Bob Woodward’s latest insider book, Obama’s Wars, reveals that the White House team has outsized egos, sharp disagreements over policy, petty bickering, and bureaucratic infighting.   It also tells us some things we didn’t know.

While some individual quotes may prove embarrassing in the short term, it should be noted that, not only does the Obama White House not dispute the substance of the book but they seem pleased with it. Chief of Staff Rahm Emanuel thinks it shows "that despite difficult circumstances, the president brings a consistently tough, determined and clear-eyed strategic focus to these crises."

What’s New?

Tufts international relations professor Dan Drezner asks, “Has Bob Woodward jumped the shark?”   He argues that, in the age of blogs and Twitter, it’s now impossible to hoard exclusive tidbits for months on end so that a book contains real news.    And he’s right:  Very little that’s been revealed in the excerpts thus far should be of any surprise to anyone who has followed the debate over Afghanistan policy on a daily basis.

But Foreign Policy managing editor Blake Hounshell makes a pretty strong case that the details matter.   Rather sharp quotations from top Obama advisors questioning whether we can win in Afghanistan — to say nothing of the mental health of Hamid Karzai— may well matter to regular folks who have the good sense to view all this from a distance.

From that standpoint, as The Spectator‘s Alex Massie puts it, the book "depicts an administration at war with itself over Afghanistan policy and a President so keenly aware of the paucity of attractive options that one gets the feeling – from these snippets anyway – that he’s grimly aware that Afghanistan could yet dominate his presidency and that this is one thing he’s all but desperate to avoid."

CSM’s Dan Murphy thinks this will be "be awkward for the president and his party as midterm elections in November get closer."

Civil-Military Relations

Given that it should have been obvious to anyone paying even a modicum of attention that the administration is divided on Afghanistan policy — after all, Obama and Vice President Joe Biden are known to have advocated strategies at opposite poles — perhaps the issue the book brings into sharpest relief is the deep  split between the military and civilian leadership.    This was obvious to those of us reading between the lines.  (See, for example, "Debating Afghanistan: Beyond the McChrystal Leak," "McChrystal: Biden Afghanistan Plan ‘Short-Sighted’," and "Obama vs. the Generals" — all written this time last year.)  But this is an issue that few pay much attention to unless it truly spills over.

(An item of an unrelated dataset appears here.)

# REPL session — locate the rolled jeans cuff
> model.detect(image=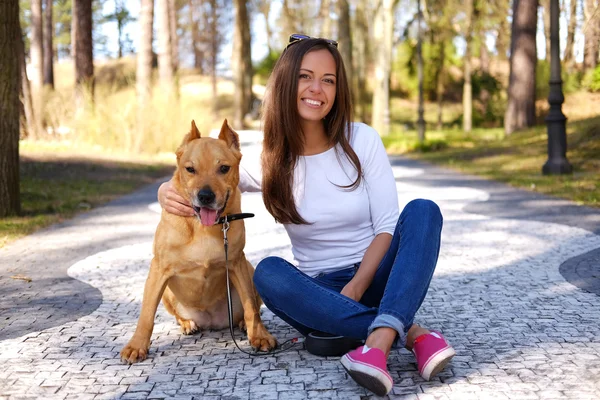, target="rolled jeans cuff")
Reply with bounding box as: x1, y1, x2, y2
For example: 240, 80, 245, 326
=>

BBC North America editor Mark Mardell asks, "Is Obama at war with the military?"   He observes, "Obama is portrayed as deeply frustrated with the constant military desire to expand the mission, eventually issuing a six-page document attempting to tie its leaders to the agreed policy."   But Mardell reads the generals, David Petraeus in particular, as doing their level best to force the president to put "more time on the clock."

Bernard Finel, a professor at the National War College and Atlantic Council contributing editor, goes further:  "President Obama seems to be in over his head in trying to deal with national security.  He has not been able to control the process.  He’s been manipulated by his generals.  He’s been frustrated in his efforts to put his own stamp on Afghanistan policy.  Instead of setting policy, he’s been cast in the role of fighting a rear-guard battle against the Petraeus preference for a multi-decade, nation-building commitment to Afghanistan.  Even now, forces continue to mobilize against any effort to impose a timeline on the commitment, and frankly, it is hard to imagine Obama being able to change course before 2012."

Pat Lang, a retired Special Forces colonel and Senior Intelligence Service executive, is sharper still: "The bottom line here is that President Obama does not really have the generals under control.  This is a potentially disastrous portent for America’s future.  The president makes policy.  The generals carry it out. "

Now, I happen to fall short of thinking, as Murphy puts it, that Obama was "rolled" by the generals.   It’s hard to come away from the snippets released thus far and come away with a view other than a president deeply aware of the strategic and political risks and rewards and making a cool decision based on the available options.    But it’s rather clear that the key generals, most notably McChrystal and Petraeus, were also political actors, using the prestige of their uniforms and their savvy at selective leaks to the press, to make it much more difficult for their Commander in Chief to deny them more time and troops.   And that’s cause for discomfort.

I would call to readers’ attention a superb piece by then-Colonel Charles Dunlap (recently retired as a major general and the Air Force’s number two lawyer) in the Winter 1992-93 issue of Parameters titled "The Origins of the American Military Coup of 2012," in which he traced a fictional failed attempt by serving officers to overthrow the government to "the massive diversion of military forces to civilian uses, the monolithic unification of the armed forces, and the insularity of the military community."   While a coup remains unthinkable, the trends Dunlap identified nearly two decades ago continue.

James Joyner is managing editor of the Atlantic Council.